El abogado de Guevara apeló y puntualizó que no se habían considerado las pruebas de la defensa. El expediente llegó a manos del juez promiscuo del Circuito de Monterrey, Manuel Alberto Pardo, quien el 8 de marzo no sólo confirmó la sentencia de primera instancia, sino que aumentó la pena para que el comerciante Guevara no pudiera acceder al beneficio de una pena excarcelable.
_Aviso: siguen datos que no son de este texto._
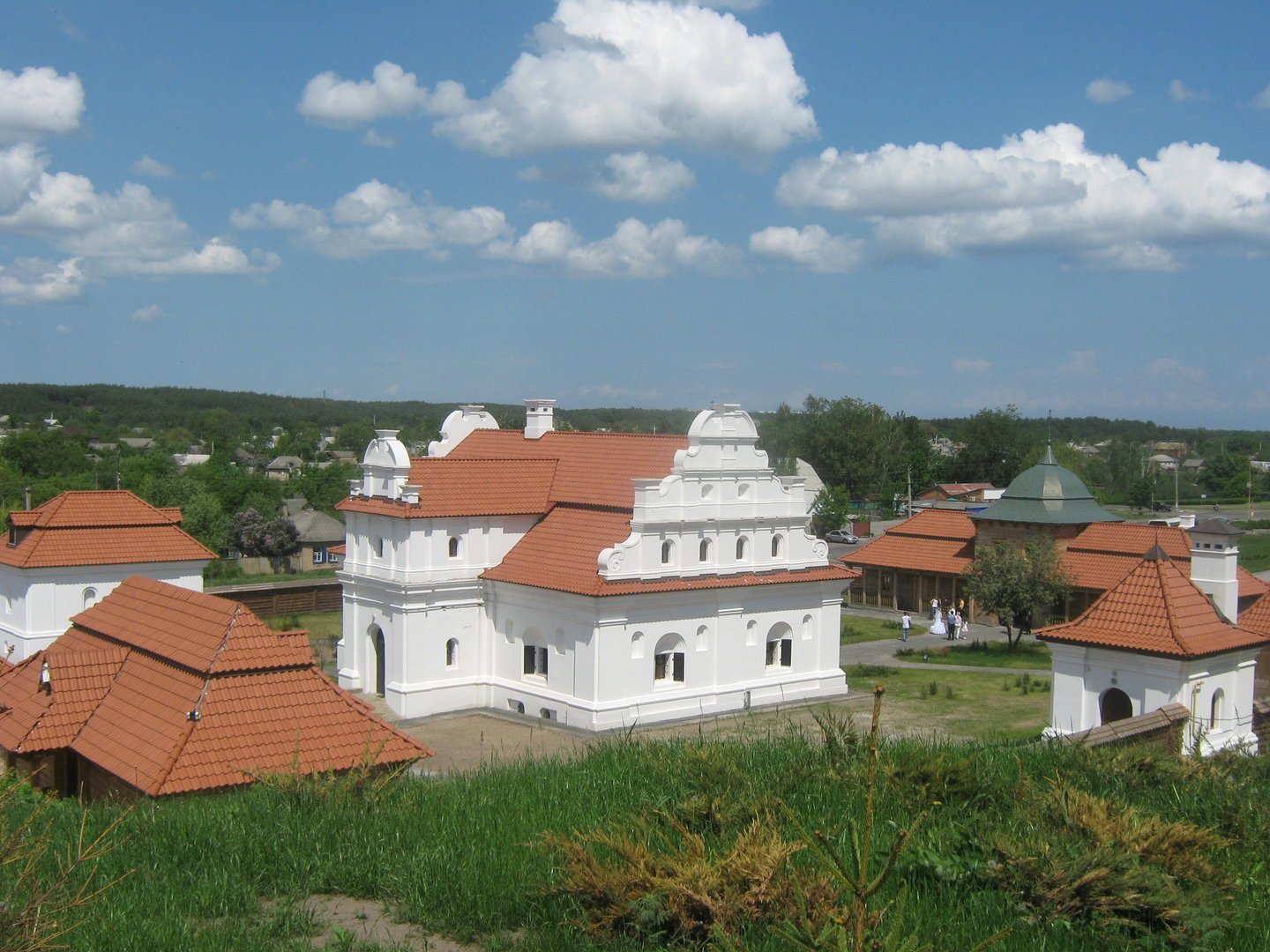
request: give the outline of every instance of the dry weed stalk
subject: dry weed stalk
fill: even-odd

“No sólo realizó (la toma) por la fuerza bruta, sino que también para lograr apropiarse de la misma se valió de las autoridades ante quienes acudió en aras de demostrar una calidad que no ostentaba”, fue uno de los argumentos. El juez Pardo agregó: “carece de todo título con el cual pueda legitimar la posesión que alega tener sobre La Comarca”. Además, ordenó capturar a Guevara, arrebatarle el predio y entregárselo provisionalmente a Gómez Montealegre. La defensa del empresario, además de denunciar por prevaricato a la fiscal y a los dos jueces, le pidió a la Corte Suprema de Justicia revisar el caso.

Finalmente el 18 de diciembre de 2013 el alto tribunal absolvió a Guevara al encontrar que ninguna de las pruebas aportadas por la defensa fueron valoradas. Además, que en éstas se demostraba la inocencia del empresario —para la época escondido y sumido en la quiebra—, ya que en anteriores ocasiones se le había dado la razón de que parte del predio era suyo por la inversión que realizó en el proyecto de piscicultura; por los testimonios de quienes cuidaban la finca; y por las decisiones de las autoridades municipales.
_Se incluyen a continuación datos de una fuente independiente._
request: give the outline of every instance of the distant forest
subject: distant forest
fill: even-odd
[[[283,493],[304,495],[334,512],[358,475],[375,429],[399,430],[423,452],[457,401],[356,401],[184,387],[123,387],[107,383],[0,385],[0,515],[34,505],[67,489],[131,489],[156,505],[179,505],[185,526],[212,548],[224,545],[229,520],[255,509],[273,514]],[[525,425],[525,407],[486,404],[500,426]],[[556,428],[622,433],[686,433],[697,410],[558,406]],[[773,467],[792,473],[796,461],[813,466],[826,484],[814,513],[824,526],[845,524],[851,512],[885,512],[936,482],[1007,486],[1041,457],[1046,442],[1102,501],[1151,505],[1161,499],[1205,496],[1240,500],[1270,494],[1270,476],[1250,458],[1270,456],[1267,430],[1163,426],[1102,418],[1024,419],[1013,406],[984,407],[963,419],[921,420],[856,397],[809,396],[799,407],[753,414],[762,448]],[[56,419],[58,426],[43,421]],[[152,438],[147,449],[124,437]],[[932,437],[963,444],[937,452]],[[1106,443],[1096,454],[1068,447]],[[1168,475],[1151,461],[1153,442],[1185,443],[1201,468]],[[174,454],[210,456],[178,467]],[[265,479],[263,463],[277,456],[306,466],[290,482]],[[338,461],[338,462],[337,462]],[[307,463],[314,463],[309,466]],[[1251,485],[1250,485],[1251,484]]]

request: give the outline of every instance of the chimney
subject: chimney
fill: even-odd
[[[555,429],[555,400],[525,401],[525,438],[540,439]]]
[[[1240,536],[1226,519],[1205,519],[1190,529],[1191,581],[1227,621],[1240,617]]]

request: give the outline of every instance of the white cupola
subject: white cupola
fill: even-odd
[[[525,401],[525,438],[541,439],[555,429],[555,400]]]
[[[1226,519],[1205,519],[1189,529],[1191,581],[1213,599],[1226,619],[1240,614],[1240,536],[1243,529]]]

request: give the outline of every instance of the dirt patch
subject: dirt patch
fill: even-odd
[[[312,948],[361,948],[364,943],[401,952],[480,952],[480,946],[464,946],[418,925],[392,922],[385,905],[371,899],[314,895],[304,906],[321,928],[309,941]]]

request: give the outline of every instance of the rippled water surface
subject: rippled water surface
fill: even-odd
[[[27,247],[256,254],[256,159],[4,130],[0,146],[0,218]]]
Además, la corporación ordenó la restitución de La Comarca a Guevara y enfatizó que los jueces incurrieron en errores de valoración ya que de forma parcelada admitieron algunos hechos que acreditaban la posesión del pastor Gómez —de quien dicen, tenía todo el conocimiento de que Guevara estaba en la finca desde mucho antes de denunciarlo— y desatendieron otros de marcada relevancia en relación al caso de Guevara.

Paralelo al estudio de la Corte, la Fiscalía Delegada ante el Tribunal Superior de Santa Rosa de Viterbo (Boyacá) adelantaba la investigación por prevaricato contra los dos jueces y la fiscal. A los dos primeros ya les imputó cargos. “La motivación de la sentencia (que emitieron) es apenas sofística falsa o aparente, porque en su apreciación probatoria omitió valorar todas las pruebas presentadas por el procesado (...) Si se hubieran valorado los medios probatorios se habría protegido al denunciado Guevara Rico”, precisó el ente investigador.

Al juez Carlos Ernesto Rodríguez, quien sigue ejerciendo como su funcionario en otro municipio de la región, le imputaron cargos el 20 de junio de 2013. Las audiencias están paradas porque apeló las pruebas presentadas por la Fiscalía y un conjuez de la Corte Suprema tendrá que definir la situación. Pero el caso del juez de Monterrey, Manuel Pardo, es diferente. Su proceso está en la ruta final, y se suponía que a finales de noviembre se leería el sentido de fallo. Sin embargo, por el paro judicial el Tribunal Superior de Yopal no ha tomado la decisión. Según personas cercanas al proceso, la decisión es condenatoria por el antecedente de la Corte Suprema.

En cuanto al expediente de la exfiscal María Antonia Camargo, quien al parecer va a ser declarada en contumacia, poco se ha avanzado. Por su parte, el pastor Gómez, quien vendió en 2011 el predio La Comarca a pesar de que lo tenía en su poder de manera provisional —el nuevo dueño es Jorge Uriel Patiño—, está denunciado por la defensa de Guevara Rincón por falsa denuncia y falso testimonio. Cabe recordar que en su contra también hay otras investigaciones por lavado de activos y supuestos nexos con el clan de los hermanos Álvarez Myendorff.

La familia de Guevara sigue en la lucha por limpiar el nombre del empresario asesinado cuatro meses después del fallo de la Corte. A pesar de la orden del alto tribunal de devolver La Comarca, ha pasado un año y nada que esto sucede. Al parecer, después de las trabas que han puesto funcionarios judiciales, el próximo 18 de diciembre los hijos del empresario podrían recuperar un terreno, que más que alegrías y bonanzas, les ha traído una maldición.